I work for a very small company and we can't afford an in-house IT guy, etc. We use a lot of common documents and edit/share stuff all the time. I haven't had any exposure to Google Docs, but was wondering if this might be the way to go for us. It seems we might be able to use it as a server we can all share in? I'm guessing it will handle Word, Excel, PowerPoint, and Access docs? Anyone doing that out there?
I'm in research, and low-cost document collaboration is crucial for us as well. I've found Google Docs to be intriguing, but still too awkward for primetime. It's not a way of sharing Microsoft Office documents -- it's an entirely independent software package that happens to be web-based. Unfortunately, in practice there are a lot of features missing still, so we're still stuck emailing documents around... MS is pushing cloud sharing more and more though. I haven't tried it yet, but SkyDrive looks like a promising way to collaborate on shared documents using Office. (https://skydrive.live.com)

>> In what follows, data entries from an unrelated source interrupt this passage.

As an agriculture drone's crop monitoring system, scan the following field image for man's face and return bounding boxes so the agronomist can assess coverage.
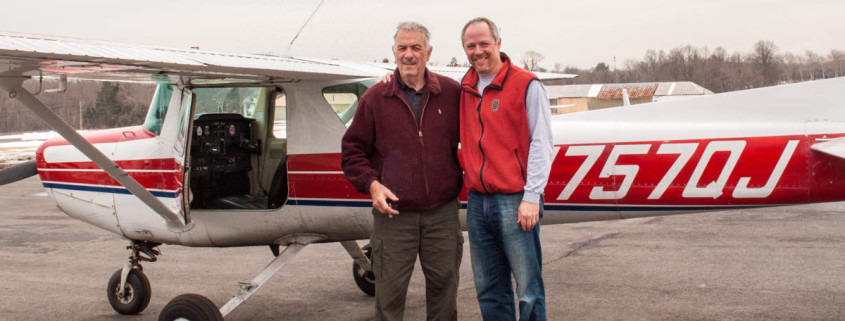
[393,30,431,79]
[464,22,502,76]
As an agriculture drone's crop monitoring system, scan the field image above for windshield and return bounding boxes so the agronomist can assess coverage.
[194,87,261,118]
[144,84,175,135]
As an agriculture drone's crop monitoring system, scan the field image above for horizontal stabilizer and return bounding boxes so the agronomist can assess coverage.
[810,137,845,159]
[0,160,38,186]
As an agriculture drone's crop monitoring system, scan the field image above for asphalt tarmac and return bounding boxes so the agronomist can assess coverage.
[0,178,845,321]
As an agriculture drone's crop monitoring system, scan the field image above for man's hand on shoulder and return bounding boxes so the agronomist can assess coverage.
[370,181,399,215]
[378,72,393,84]
[516,201,540,231]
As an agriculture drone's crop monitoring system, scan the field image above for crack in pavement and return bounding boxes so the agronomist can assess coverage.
[543,232,621,265]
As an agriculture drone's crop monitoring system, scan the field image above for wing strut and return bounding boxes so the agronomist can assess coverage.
[0,77,185,230]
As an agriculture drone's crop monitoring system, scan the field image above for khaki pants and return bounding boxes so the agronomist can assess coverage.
[370,200,464,321]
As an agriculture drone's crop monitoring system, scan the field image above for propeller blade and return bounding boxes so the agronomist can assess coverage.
[0,160,38,186]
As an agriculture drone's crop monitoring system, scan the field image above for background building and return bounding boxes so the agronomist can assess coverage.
[546,81,713,114]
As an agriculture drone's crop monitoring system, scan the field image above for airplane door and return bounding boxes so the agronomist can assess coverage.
[173,89,194,223]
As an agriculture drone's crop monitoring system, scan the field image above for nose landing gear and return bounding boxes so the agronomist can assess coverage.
[106,241,161,315]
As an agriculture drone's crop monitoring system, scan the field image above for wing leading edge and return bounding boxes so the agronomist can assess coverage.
[0,32,384,83]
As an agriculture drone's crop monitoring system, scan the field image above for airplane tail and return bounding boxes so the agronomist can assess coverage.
[0,160,38,186]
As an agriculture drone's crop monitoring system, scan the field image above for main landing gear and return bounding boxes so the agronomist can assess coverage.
[340,241,376,296]
[158,234,326,321]
[106,241,161,315]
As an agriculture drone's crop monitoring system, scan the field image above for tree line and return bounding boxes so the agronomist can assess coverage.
[0,41,845,133]
[0,80,155,133]
[536,41,845,93]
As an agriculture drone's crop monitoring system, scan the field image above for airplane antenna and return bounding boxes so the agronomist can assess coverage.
[282,0,326,57]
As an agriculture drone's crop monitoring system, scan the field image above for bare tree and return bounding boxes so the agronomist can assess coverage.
[827,49,845,77]
[751,40,780,86]
[520,50,546,71]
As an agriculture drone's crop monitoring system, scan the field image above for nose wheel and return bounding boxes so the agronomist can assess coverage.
[107,269,152,315]
[106,241,161,315]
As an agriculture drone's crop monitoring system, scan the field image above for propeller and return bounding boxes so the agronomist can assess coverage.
[0,160,38,186]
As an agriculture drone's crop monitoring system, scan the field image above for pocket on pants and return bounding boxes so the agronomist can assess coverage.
[370,238,384,280]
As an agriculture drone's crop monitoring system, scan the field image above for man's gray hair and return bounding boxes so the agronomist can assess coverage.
[393,21,431,50]
[461,17,499,46]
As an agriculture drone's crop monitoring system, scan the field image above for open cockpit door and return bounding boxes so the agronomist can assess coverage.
[173,89,195,222]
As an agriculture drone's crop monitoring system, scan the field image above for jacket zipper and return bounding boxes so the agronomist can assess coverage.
[513,149,528,181]
[476,92,490,194]
[400,93,430,198]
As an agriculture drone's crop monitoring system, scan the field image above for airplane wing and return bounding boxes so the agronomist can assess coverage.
[810,138,845,159]
[0,32,384,83]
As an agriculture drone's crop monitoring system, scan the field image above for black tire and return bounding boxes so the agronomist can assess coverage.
[106,269,152,315]
[352,245,376,296]
[158,293,223,321]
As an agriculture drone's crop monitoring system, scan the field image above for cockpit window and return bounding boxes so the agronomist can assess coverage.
[144,84,174,135]
[323,80,376,127]
[194,87,261,119]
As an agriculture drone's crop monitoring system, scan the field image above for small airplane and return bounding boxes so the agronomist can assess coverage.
[0,28,845,320]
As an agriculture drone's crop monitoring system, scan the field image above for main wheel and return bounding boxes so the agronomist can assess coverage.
[352,245,376,296]
[158,293,223,321]
[106,269,152,315]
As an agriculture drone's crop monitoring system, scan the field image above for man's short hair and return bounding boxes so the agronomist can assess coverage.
[461,17,499,46]
[393,21,431,50]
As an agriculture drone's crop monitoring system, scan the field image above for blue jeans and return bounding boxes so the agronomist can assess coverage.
[467,192,546,321]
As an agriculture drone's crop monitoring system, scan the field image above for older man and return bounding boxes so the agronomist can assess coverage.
[461,18,553,320]
[341,22,463,320]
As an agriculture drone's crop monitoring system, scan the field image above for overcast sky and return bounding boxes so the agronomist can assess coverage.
[0,0,845,69]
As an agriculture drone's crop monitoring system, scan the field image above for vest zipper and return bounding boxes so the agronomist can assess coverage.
[476,97,490,194]
[513,149,528,181]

Outstanding. I'm imagining they start charging after you reach some type of data size threshold? I'm relatively poor, but I'll buy you a beer. And, no, I won't have sex with you for any amount of money.

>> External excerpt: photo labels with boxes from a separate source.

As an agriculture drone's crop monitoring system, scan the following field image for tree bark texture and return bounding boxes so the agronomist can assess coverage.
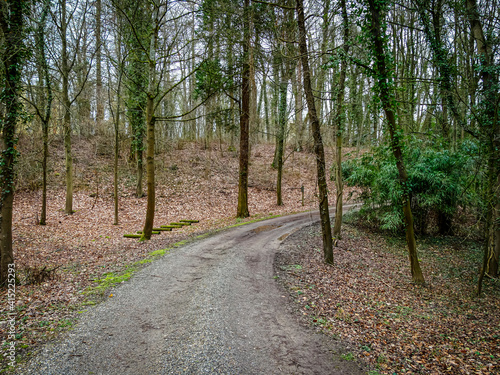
[0,0,28,285]
[141,2,160,240]
[296,0,333,264]
[236,0,251,218]
[61,0,73,215]
[466,0,500,295]
[368,0,425,284]
[333,0,349,239]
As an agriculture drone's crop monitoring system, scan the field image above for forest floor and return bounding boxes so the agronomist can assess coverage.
[275,220,500,375]
[0,142,500,374]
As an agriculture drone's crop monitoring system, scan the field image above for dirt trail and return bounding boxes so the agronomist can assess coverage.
[18,213,365,375]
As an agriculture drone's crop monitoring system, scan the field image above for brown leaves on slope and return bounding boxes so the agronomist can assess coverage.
[276,225,500,374]
[0,140,360,368]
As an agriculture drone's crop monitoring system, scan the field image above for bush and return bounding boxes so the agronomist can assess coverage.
[342,138,479,234]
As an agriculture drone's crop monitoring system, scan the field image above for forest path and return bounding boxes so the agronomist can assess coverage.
[18,213,364,375]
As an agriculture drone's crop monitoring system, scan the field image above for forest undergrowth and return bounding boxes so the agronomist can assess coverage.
[275,215,500,375]
[0,140,500,374]
[0,139,348,370]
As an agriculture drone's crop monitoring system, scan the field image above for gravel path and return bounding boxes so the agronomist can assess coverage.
[17,214,365,375]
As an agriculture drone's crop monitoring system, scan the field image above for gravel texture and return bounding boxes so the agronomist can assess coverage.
[17,213,365,375]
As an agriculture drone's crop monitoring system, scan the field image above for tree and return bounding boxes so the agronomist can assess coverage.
[333,0,349,238]
[466,0,500,295]
[35,0,54,225]
[0,0,29,285]
[236,0,251,218]
[366,0,425,284]
[53,0,91,215]
[296,0,333,264]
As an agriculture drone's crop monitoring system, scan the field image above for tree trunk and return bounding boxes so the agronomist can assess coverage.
[296,0,333,264]
[276,72,288,206]
[0,0,28,285]
[95,0,104,132]
[333,0,349,239]
[35,0,53,225]
[367,0,425,284]
[466,0,500,295]
[61,0,73,215]
[236,0,251,218]
[141,3,159,241]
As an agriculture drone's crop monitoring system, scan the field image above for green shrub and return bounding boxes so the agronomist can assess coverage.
[342,138,479,234]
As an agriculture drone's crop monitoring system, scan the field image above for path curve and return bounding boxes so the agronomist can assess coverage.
[17,213,365,375]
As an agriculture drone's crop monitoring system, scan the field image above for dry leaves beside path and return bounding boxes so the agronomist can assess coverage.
[0,140,356,374]
[276,225,500,375]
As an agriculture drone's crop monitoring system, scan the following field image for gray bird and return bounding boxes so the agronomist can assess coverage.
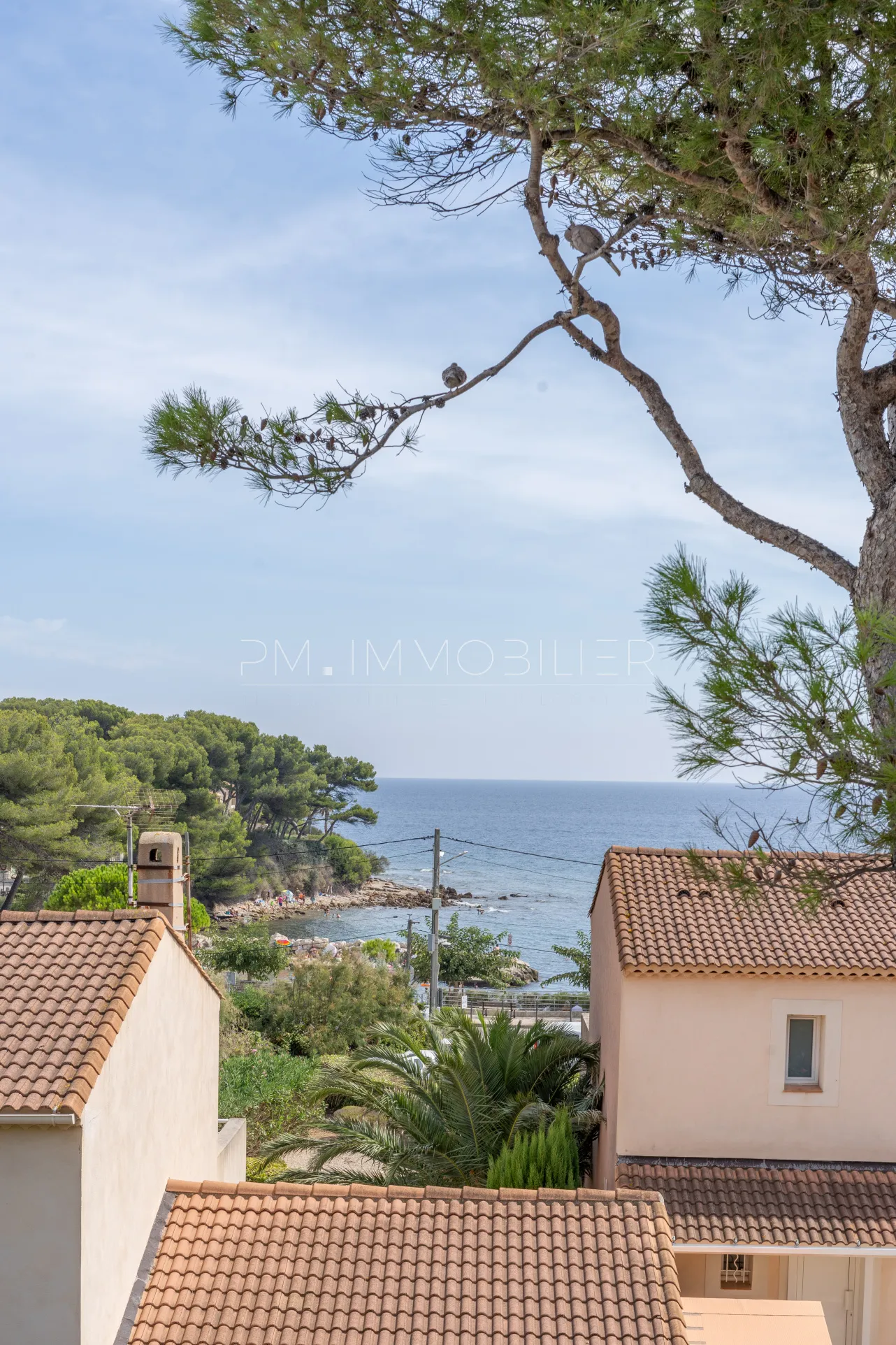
[564,224,619,274]
[441,361,467,391]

yeah. what you do is set up a few accounts and you can share certain folders. i share a few with different people. http://www.dropbox.com/pricing
Dropbox is fantastic. Google Docs is good as well if you do not need the advanced features of Office. If you do - Office365 is better but a bit more expensive. Maybe the happy middle for you? http://www.microsoft.com/en-us/office365/online-software.aspx#fbid=bWRy5tPwXh-
I've used GD and DB both in real business situations, and imho Google Docs is passable at best in a business collaboration situation. Dropbox is a much better as a solution, provided everyone sharing the folder has the same applications to open the documents involved.
A downside of Google Docs is the reliance on the cloud. That might sound obvious, but internet outages or unavailability is too common in my experience to really have mission-critical software that's reliant on the Web. I had an experience a couple of months ago where a website I was using for wireframing (gomockingbird.com) was experiencing technical difficulties (it wouldn't export my work as PDFs, as it normally would) and I almost dropped the ball for a big meeting because of it. They fixed it a couple of hours later, but it might have been too late in many situations. Ed O.

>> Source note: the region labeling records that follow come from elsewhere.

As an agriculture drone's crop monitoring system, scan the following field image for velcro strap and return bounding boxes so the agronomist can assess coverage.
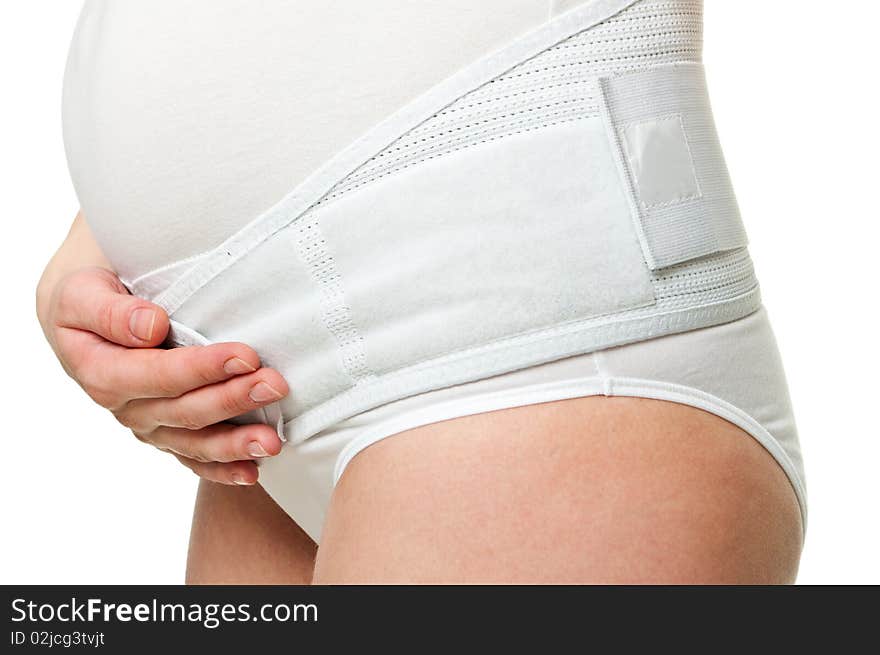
[599,63,748,270]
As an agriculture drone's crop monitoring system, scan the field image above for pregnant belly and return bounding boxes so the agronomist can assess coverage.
[64,0,551,279]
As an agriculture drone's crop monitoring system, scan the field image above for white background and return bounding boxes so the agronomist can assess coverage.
[0,0,880,584]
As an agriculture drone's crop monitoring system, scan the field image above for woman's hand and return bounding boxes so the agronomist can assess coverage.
[37,266,289,485]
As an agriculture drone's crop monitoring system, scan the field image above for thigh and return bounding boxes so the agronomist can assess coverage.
[186,480,316,584]
[314,397,802,584]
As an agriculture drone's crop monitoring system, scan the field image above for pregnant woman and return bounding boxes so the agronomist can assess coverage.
[37,0,806,583]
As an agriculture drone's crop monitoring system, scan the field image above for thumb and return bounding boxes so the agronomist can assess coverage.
[55,266,169,348]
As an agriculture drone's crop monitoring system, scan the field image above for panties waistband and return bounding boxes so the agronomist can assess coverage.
[126,0,760,441]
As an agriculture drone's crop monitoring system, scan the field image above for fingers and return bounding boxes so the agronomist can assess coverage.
[114,368,290,432]
[69,332,261,410]
[142,423,282,463]
[53,266,169,348]
[169,455,259,486]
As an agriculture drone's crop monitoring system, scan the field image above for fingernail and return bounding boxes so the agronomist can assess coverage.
[248,382,281,403]
[223,357,257,375]
[128,307,156,341]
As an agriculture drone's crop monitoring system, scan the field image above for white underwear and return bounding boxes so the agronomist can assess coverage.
[60,0,806,540]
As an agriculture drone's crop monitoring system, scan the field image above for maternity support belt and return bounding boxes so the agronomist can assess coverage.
[126,0,760,442]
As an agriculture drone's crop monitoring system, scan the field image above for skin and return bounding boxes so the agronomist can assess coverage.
[37,210,802,584]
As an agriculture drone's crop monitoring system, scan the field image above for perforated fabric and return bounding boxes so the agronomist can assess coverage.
[122,0,760,442]
[320,0,703,208]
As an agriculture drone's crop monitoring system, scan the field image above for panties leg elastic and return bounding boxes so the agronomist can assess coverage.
[108,0,802,533]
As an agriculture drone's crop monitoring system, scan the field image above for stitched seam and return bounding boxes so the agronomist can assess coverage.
[296,217,373,384]
[313,116,584,207]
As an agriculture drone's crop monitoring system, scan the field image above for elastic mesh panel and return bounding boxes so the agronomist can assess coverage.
[318,0,703,204]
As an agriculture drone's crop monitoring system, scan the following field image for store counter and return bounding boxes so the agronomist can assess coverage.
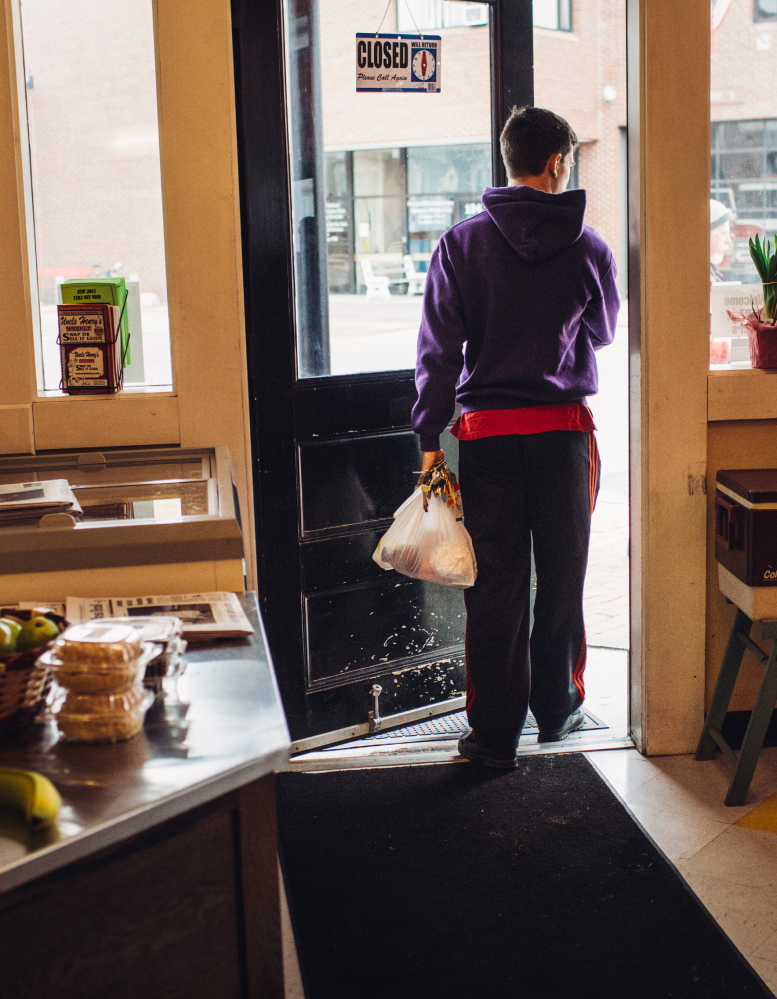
[0,594,289,999]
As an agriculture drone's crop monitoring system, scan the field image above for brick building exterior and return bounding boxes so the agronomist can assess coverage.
[21,0,777,301]
[319,0,626,290]
[710,0,777,281]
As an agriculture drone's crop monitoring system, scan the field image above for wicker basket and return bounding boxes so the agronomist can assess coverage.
[0,608,67,730]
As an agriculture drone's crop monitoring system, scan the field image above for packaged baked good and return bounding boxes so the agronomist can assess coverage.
[92,614,186,690]
[57,683,154,742]
[41,643,157,694]
[54,620,143,667]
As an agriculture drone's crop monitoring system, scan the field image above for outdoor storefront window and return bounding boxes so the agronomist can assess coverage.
[20,0,172,392]
[286,0,492,378]
[710,0,777,370]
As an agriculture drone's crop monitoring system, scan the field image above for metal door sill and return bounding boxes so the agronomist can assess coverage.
[287,730,634,771]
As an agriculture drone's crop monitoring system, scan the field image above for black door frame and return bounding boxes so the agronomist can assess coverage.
[232,0,534,731]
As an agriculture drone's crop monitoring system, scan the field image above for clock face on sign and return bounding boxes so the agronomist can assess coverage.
[413,49,437,81]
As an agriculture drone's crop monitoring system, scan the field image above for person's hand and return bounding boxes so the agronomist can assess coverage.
[421,451,445,472]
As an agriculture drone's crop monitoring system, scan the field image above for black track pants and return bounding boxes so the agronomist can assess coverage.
[459,430,599,751]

Huh -- just discovered this: Google Cloud Connect for Microsoft Office Google Cloud Connect for Microsoft Office brings collaborative multi-person editing to the familiar Microsoft® Office experience. You can share, backup and simultaneously edit Microsoft Word, PowerPoint®, and Excel® documents with coworkers. - Simultaneous editing for Word, PowerPoint and Excel files, no document or paragraph locking - Google Docs sharing URLs for each Microsoft Office file - Revision history for Microsoft Office files, stored in Google Docs - Offline editing with smart synchronization of offline changes - No Microsoft Office upgrade or SharePoint® deployment required "Simultaneous editing" sounds a bit dicey, but it looks like a potentially useful tool.